Toward optimal soil organic carbon sequestration with effects of agricultural management practices and climate change in Tai-Lake paddy soils of China

Abstract

Understanding the impacts of climate change and agricultural management practices on soil organic carbon (SOC) dynamics is critical for implementing optimal farming practices and maintaining agricultural productivity. This study examines the influence of climatic variables and agricultural management on carbon sequestration potentials in Tai-Lake Paddy soils of China using the DeNitrification-DeComposition (DNDC, version 9.1) model, with a high-resolution soil database (1:50,000). Model simulations considered the effects of no-tillage, the application rates of manure, N fertilization, and crop residue, water management, and changes in temperature and precipitation.

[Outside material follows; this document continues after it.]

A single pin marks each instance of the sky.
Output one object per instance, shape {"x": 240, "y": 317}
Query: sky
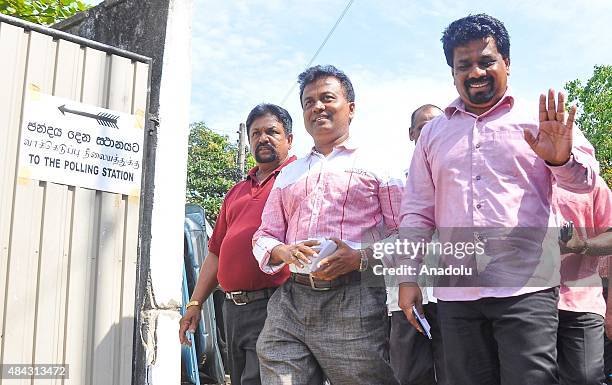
{"x": 248, "y": 52}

We found that the carbon sequestration potential in the top soils (0–30cm) for the 2.32Mha paddy soils of the Tai-Lake region varied from 4.71 to 44.31Tg C under the feasible management practices during the period of 2001–2019. The sequestration potential significantly increased with increasing application of N-fertilizer, manure, conservation tillage, and crop residues, with an annual average SOC changes ranged from 107 to 121kgCha−1yr−1, 159 to 326kgCha−1yr−1, 78 to 128kgCha−1yr−1, and 489 to 1005kgCha−1yr−1, respectively. Toward mitigating greenhouse emissions and N losses, no-tillage and increase of crop residue return to soils as well as manure application are recommended for agricultural practice in this region. Our analysis of climate impacts on SOC sequestration suggests that the rice paddies in this region will continue to be a carbon sink under future warming conditions. Specifically, with rising air temperature of 2.0°C and 4°C, the average annual SOC changes were 52 and 21kgCha−1yr−1, respectively.